- Born: July 27, 1881 Kristiania (now Oslo), Norway
- Died: May 18, 1952 (aged 70)
- Occupations: Singer; actor;

= Reidar Kaas =

Norwegian singer and actor (1881–1952)

Reidar Kaas (July 27, 1881 – May 18, 1952) was a Norwegian opera singer and actor.

==Career==
Kaas was a baritone. He took singing lessons with Raimund von zur-Mühlen in London and the tenor Ernesto Colli (1866–1928) in Milan. Kaas performed at La Scala in Milan, the Carlo Felice Theater in Genoa, and opera houses in Poznań, Hamburg, London, and Oslo. Kaas also appeared in film roles. He made his debut in the silent film Paria in 1916 as Doctor Berner.
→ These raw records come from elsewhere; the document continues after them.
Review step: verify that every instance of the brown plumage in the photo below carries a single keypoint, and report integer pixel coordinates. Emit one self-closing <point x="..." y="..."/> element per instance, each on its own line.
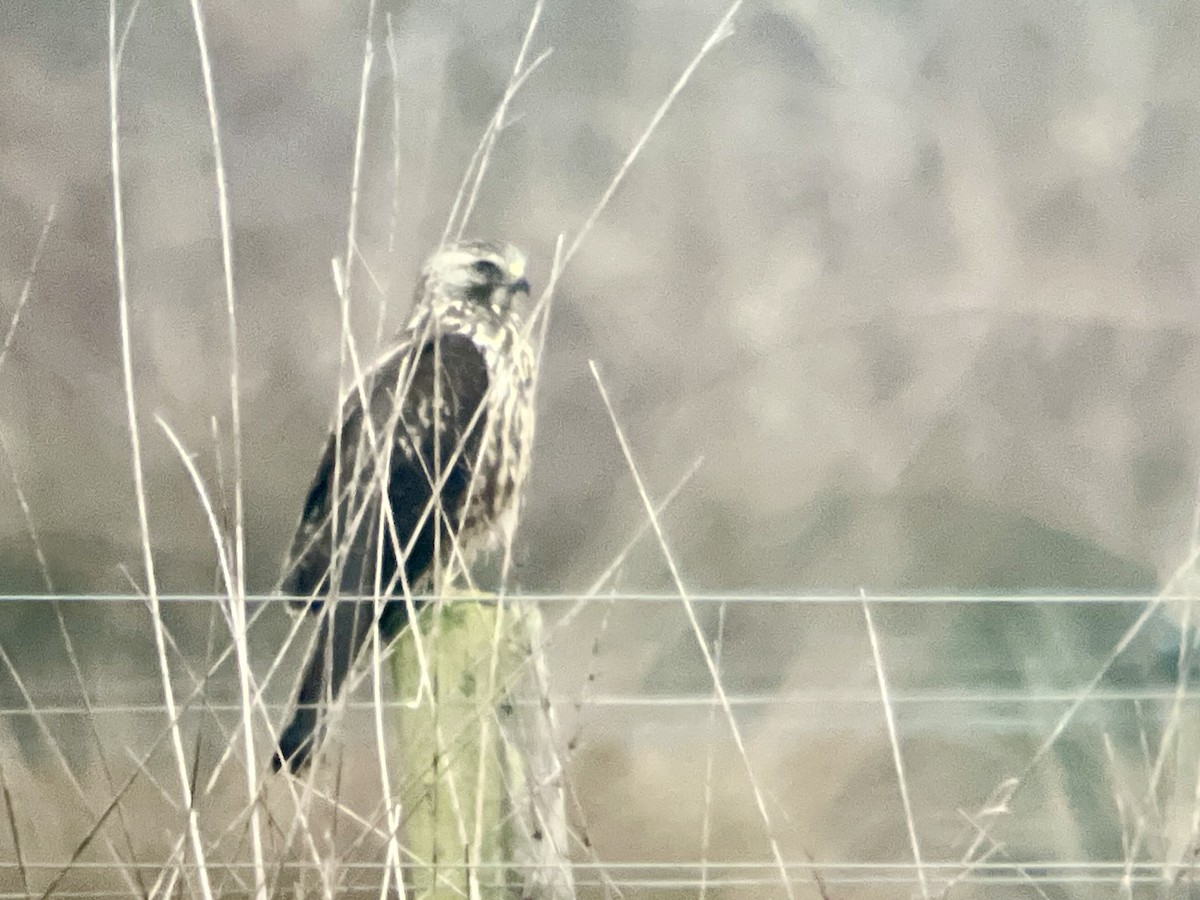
<point x="444" y="441"/>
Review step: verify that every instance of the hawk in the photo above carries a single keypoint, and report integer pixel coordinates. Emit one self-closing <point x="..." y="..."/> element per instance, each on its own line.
<point x="423" y="478"/>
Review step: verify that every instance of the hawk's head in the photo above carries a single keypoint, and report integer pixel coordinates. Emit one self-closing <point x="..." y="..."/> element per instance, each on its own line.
<point x="486" y="275"/>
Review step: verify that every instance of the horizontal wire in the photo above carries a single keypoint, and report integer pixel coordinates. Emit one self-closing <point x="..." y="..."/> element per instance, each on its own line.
<point x="726" y="598"/>
<point x="682" y="702"/>
<point x="988" y="869"/>
<point x="683" y="883"/>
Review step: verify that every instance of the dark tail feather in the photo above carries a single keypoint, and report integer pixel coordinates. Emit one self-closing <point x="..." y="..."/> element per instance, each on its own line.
<point x="351" y="625"/>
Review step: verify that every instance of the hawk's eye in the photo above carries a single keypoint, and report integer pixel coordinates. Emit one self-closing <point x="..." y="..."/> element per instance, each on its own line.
<point x="489" y="270"/>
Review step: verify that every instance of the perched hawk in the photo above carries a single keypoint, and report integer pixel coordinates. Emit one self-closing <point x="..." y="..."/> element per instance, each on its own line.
<point x="444" y="444"/>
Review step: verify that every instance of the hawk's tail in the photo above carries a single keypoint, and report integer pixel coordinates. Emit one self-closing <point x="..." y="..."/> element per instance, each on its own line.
<point x="323" y="677"/>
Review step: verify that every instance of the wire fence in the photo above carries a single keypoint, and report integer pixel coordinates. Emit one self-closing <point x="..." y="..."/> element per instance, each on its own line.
<point x="1091" y="790"/>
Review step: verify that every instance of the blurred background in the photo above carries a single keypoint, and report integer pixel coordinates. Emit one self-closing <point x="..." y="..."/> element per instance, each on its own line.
<point x="917" y="281"/>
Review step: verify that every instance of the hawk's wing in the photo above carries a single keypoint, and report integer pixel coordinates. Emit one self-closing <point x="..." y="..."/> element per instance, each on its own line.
<point x="437" y="427"/>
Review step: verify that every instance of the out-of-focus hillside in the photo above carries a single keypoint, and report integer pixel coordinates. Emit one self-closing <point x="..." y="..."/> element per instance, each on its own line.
<point x="918" y="281"/>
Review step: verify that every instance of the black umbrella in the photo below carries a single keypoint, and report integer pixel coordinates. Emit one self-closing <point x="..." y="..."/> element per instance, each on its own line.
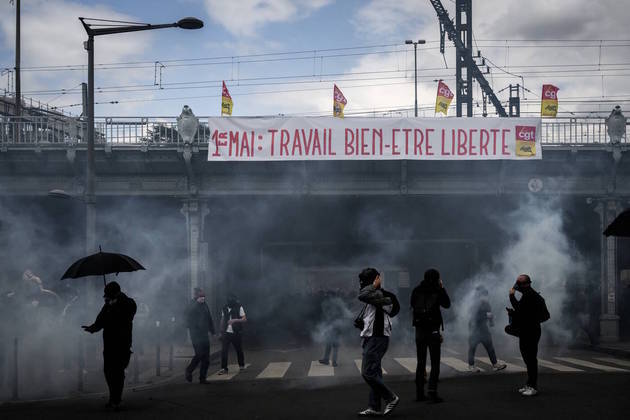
<point x="100" y="264"/>
<point x="620" y="226"/>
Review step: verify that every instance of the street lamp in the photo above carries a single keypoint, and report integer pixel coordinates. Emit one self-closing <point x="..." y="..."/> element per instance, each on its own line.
<point x="96" y="27"/>
<point x="415" y="65"/>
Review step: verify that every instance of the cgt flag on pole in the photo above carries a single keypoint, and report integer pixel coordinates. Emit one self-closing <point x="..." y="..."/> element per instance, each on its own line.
<point x="549" y="101"/>
<point x="226" y="101"/>
<point x="339" y="102"/>
<point x="443" y="98"/>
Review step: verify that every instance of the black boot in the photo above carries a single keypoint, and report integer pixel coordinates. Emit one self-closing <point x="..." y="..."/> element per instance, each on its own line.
<point x="420" y="394"/>
<point x="434" y="398"/>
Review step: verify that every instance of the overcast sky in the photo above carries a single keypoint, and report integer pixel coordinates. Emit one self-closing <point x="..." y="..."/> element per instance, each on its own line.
<point x="283" y="56"/>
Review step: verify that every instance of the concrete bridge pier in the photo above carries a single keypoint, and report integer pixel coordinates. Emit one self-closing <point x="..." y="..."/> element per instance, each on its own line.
<point x="195" y="212"/>
<point x="608" y="209"/>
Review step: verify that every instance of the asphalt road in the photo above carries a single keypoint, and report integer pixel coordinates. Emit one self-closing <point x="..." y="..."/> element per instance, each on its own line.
<point x="563" y="396"/>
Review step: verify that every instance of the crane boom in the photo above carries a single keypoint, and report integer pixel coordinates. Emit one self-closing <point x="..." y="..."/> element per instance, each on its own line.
<point x="448" y="26"/>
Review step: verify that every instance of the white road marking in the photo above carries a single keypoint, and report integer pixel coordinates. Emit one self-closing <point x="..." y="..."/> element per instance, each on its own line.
<point x="358" y="363"/>
<point x="555" y="366"/>
<point x="590" y="364"/>
<point x="510" y="367"/>
<point x="409" y="363"/>
<point x="274" y="370"/>
<point x="317" y="369"/>
<point x="456" y="364"/>
<point x="233" y="370"/>
<point x="614" y="361"/>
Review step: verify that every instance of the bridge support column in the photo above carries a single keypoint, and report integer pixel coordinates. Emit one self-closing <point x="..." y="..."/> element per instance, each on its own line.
<point x="195" y="212"/>
<point x="609" y="319"/>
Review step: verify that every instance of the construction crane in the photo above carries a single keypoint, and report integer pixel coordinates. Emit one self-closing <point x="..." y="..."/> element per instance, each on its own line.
<point x="464" y="56"/>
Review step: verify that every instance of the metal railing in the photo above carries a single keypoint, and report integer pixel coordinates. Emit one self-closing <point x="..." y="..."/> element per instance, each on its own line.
<point x="156" y="131"/>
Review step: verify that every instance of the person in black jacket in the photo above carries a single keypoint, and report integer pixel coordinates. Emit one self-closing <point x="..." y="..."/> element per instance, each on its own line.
<point x="528" y="313"/>
<point x="426" y="300"/>
<point x="199" y="323"/>
<point x="116" y="321"/>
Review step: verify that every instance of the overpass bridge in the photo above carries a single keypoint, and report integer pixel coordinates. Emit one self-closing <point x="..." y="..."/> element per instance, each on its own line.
<point x="146" y="157"/>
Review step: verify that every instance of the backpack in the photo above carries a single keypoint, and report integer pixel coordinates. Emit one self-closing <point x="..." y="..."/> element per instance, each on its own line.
<point x="543" y="312"/>
<point x="425" y="314"/>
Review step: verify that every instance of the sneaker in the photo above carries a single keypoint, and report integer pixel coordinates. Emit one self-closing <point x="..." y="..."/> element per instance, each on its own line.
<point x="369" y="412"/>
<point x="391" y="405"/>
<point x="434" y="398"/>
<point x="529" y="392"/>
<point x="498" y="366"/>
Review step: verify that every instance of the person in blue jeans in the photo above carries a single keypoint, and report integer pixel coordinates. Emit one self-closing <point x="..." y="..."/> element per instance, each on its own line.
<point x="478" y="325"/>
<point x="380" y="305"/>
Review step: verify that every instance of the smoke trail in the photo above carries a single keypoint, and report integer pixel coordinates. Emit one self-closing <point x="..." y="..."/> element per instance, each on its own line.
<point x="538" y="246"/>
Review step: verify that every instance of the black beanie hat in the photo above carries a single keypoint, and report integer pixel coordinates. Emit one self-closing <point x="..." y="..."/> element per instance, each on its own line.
<point x="112" y="289"/>
<point x="367" y="276"/>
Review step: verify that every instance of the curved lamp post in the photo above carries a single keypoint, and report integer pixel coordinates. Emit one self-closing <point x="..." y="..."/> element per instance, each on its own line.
<point x="97" y="27"/>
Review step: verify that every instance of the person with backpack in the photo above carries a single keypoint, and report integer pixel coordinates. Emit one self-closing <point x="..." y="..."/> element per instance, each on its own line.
<point x="426" y="300"/>
<point x="376" y="327"/>
<point x="529" y="312"/>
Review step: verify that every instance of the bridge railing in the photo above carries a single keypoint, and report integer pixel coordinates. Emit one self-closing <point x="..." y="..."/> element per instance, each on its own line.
<point x="134" y="131"/>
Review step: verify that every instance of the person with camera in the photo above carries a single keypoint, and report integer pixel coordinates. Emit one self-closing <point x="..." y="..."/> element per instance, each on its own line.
<point x="426" y="300"/>
<point x="527" y="315"/>
<point x="375" y="324"/>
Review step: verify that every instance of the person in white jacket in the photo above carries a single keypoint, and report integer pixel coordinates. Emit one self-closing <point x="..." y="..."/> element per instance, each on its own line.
<point x="380" y="305"/>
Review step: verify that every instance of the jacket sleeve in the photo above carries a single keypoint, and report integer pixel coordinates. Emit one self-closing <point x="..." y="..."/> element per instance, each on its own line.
<point x="99" y="323"/>
<point x="445" y="301"/>
<point x="210" y="323"/>
<point x="373" y="296"/>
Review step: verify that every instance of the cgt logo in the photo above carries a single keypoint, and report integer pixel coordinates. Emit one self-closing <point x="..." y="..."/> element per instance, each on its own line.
<point x="526" y="133"/>
<point x="445" y="92"/>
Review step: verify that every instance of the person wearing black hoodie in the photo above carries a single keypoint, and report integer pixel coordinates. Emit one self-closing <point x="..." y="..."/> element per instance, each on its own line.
<point x="426" y="300"/>
<point x="199" y="323"/>
<point x="116" y="321"/>
<point x="527" y="314"/>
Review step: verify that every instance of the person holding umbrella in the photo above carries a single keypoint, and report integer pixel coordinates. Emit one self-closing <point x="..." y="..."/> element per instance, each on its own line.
<point x="116" y="321"/>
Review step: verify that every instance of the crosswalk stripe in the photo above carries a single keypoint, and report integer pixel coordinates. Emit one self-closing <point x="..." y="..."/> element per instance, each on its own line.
<point x="591" y="364"/>
<point x="510" y="367"/>
<point x="274" y="370"/>
<point x="558" y="367"/>
<point x="317" y="369"/>
<point x="409" y="363"/>
<point x="233" y="370"/>
<point x="456" y="364"/>
<point x="614" y="361"/>
<point x="358" y="363"/>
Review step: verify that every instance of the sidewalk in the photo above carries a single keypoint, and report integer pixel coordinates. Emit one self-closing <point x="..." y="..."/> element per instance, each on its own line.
<point x="142" y="372"/>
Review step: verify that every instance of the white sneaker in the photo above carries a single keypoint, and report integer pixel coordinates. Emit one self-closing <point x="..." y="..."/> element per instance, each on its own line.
<point x="498" y="366"/>
<point x="529" y="392"/>
<point x="368" y="412"/>
<point x="391" y="405"/>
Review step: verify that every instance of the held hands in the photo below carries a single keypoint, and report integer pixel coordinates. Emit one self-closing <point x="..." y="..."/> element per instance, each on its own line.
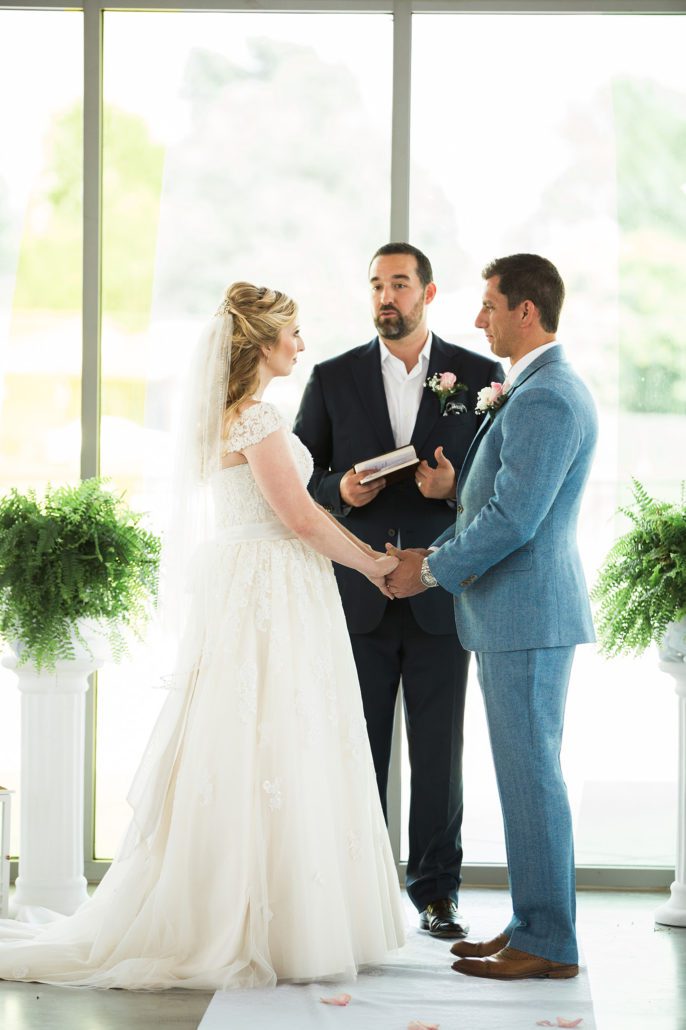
<point x="355" y="493"/>
<point x="438" y="483"/>
<point x="383" y="567"/>
<point x="404" y="580"/>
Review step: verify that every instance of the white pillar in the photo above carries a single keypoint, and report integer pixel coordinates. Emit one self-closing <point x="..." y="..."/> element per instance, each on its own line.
<point x="50" y="866"/>
<point x="673" y="913"/>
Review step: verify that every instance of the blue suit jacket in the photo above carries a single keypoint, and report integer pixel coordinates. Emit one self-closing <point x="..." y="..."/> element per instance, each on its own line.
<point x="511" y="560"/>
<point x="343" y="418"/>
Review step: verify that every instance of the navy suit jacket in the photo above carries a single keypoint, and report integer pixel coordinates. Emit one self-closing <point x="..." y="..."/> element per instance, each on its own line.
<point x="343" y="418"/>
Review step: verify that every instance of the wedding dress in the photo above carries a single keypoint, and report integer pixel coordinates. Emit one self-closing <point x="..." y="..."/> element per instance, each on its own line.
<point x="258" y="848"/>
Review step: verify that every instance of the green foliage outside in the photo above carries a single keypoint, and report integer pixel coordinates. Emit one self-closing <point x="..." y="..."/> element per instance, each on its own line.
<point x="642" y="584"/>
<point x="49" y="263"/>
<point x="79" y="553"/>
<point x="650" y="125"/>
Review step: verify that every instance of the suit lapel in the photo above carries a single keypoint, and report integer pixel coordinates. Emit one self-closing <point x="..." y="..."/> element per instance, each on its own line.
<point x="474" y="446"/>
<point x="367" y="374"/>
<point x="554" y="354"/>
<point x="430" y="409"/>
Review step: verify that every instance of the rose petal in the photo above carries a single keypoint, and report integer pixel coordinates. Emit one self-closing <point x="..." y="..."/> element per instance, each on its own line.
<point x="337" y="999"/>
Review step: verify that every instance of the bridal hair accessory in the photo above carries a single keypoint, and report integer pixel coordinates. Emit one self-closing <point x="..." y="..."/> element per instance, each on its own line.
<point x="445" y="384"/>
<point x="490" y="399"/>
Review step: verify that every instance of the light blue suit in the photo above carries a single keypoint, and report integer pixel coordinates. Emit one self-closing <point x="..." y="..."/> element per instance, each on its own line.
<point x="521" y="604"/>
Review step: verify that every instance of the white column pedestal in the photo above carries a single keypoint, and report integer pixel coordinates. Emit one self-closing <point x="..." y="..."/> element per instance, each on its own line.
<point x="50" y="866"/>
<point x="673" y="913"/>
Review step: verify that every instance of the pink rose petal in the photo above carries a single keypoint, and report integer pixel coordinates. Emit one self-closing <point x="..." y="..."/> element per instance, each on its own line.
<point x="559" y="1022"/>
<point x="337" y="999"/>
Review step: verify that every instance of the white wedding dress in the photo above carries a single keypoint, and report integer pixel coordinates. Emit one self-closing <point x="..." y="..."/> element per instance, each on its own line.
<point x="258" y="848"/>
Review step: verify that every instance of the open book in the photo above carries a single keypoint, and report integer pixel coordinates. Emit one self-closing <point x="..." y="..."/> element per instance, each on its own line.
<point x="395" y="465"/>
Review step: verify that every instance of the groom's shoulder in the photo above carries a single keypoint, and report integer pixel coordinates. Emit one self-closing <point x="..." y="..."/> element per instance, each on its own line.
<point x="466" y="358"/>
<point x="346" y="359"/>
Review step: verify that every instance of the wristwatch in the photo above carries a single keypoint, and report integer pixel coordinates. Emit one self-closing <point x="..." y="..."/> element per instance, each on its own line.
<point x="426" y="576"/>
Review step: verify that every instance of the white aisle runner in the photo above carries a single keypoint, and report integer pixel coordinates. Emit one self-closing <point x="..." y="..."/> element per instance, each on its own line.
<point x="417" y="984"/>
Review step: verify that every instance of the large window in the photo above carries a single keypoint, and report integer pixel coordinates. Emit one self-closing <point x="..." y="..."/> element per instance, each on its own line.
<point x="577" y="152"/>
<point x="240" y="159"/>
<point x="260" y="145"/>
<point x="40" y="276"/>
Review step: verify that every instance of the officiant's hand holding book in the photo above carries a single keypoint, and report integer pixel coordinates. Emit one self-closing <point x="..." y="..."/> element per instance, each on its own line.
<point x="362" y="483"/>
<point x="392" y="466"/>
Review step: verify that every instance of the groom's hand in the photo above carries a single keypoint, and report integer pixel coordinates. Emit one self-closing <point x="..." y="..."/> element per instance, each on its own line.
<point x="404" y="581"/>
<point x="438" y="483"/>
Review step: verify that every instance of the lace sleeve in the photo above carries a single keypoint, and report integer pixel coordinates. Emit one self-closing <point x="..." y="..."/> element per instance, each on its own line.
<point x="254" y="423"/>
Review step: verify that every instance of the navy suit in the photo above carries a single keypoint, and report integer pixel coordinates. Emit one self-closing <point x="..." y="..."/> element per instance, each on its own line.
<point x="343" y="418"/>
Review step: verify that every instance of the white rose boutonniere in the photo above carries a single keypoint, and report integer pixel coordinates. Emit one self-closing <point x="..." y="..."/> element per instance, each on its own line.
<point x="490" y="399"/>
<point x="445" y="385"/>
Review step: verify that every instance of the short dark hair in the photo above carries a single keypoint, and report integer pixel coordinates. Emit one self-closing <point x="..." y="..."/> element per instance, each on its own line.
<point x="529" y="277"/>
<point x="424" y="270"/>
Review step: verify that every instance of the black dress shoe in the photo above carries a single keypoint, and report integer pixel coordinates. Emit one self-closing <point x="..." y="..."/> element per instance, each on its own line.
<point x="441" y="919"/>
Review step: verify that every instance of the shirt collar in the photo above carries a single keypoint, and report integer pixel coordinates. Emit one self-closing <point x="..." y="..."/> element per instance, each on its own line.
<point x="424" y="353"/>
<point x="523" y="363"/>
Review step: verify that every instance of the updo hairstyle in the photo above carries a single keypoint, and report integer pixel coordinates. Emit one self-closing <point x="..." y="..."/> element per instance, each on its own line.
<point x="259" y="315"/>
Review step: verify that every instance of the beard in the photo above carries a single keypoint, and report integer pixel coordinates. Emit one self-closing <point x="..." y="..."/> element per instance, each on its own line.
<point x="398" y="327"/>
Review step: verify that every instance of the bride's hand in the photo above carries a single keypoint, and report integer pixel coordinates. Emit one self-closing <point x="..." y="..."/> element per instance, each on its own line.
<point x="383" y="564"/>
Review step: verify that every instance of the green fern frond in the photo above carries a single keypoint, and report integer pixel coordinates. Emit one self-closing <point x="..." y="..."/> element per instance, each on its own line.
<point x="641" y="587"/>
<point x="77" y="553"/>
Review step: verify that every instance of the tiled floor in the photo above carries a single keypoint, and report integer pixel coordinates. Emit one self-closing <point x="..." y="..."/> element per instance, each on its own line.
<point x="638" y="973"/>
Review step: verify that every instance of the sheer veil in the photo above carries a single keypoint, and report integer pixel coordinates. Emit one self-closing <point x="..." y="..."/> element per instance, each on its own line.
<point x="198" y="456"/>
<point x="187" y="565"/>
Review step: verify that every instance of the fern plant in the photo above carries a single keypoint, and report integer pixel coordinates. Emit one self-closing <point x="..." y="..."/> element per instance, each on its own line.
<point x="77" y="553"/>
<point x="642" y="584"/>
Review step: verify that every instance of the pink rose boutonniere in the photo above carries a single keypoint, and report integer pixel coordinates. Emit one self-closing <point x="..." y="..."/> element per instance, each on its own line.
<point x="445" y="385"/>
<point x="490" y="399"/>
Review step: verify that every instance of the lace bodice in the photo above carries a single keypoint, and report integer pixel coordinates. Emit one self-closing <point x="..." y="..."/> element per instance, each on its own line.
<point x="237" y="496"/>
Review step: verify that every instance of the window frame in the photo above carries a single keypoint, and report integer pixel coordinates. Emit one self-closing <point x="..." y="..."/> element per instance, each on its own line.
<point x="402" y="11"/>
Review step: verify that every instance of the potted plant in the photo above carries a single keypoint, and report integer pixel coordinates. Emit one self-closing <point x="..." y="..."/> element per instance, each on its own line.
<point x="74" y="561"/>
<point x="78" y="554"/>
<point x="642" y="594"/>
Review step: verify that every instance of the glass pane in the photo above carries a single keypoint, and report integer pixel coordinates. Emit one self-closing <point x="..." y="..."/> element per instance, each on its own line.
<point x="242" y="157"/>
<point x="583" y="163"/>
<point x="40" y="277"/>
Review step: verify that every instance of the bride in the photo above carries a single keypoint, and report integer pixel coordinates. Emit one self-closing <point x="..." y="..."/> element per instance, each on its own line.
<point x="258" y="849"/>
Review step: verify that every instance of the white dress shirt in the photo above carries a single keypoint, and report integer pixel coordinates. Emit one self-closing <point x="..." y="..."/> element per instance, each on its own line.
<point x="404" y="389"/>
<point x="523" y="363"/>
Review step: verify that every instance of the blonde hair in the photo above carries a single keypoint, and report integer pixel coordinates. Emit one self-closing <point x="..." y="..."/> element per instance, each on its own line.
<point x="259" y="315"/>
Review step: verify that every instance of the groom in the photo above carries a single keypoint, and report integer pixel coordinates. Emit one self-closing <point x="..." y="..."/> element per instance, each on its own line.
<point x="520" y="602"/>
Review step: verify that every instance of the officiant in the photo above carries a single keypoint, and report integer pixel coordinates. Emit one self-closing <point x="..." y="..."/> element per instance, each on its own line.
<point x="405" y="386"/>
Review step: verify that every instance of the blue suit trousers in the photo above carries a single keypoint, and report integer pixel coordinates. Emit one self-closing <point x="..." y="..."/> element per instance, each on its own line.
<point x="524" y="695"/>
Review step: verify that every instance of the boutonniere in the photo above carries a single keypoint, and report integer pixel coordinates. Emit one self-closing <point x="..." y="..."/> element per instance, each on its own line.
<point x="490" y="399"/>
<point x="445" y="384"/>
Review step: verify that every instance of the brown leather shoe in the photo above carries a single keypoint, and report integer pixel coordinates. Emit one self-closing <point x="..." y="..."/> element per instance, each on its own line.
<point x="512" y="964"/>
<point x="480" y="949"/>
<point x="441" y="919"/>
In 1932, he played a Gypsy chief in the film Fantegutten, which was his last film role.

==Filmography==
- 1916: Paria as Berner, a doctor
- 1932: Fantegutten as Parkas, a Gypsy chief

==Family==
Kaas was born in Oslo, the son of the wholesaler Christian Oluf Andresen (1850–1890) and Aagot Theodosia Kaas (1854–1919). In 1906, he married Eli Tandberg (born March 12, 1885), the daughter of the landowner Gudbrand Tandberg and Caroline Kristine Cortsen. They had a son, Gudbrand Kaas.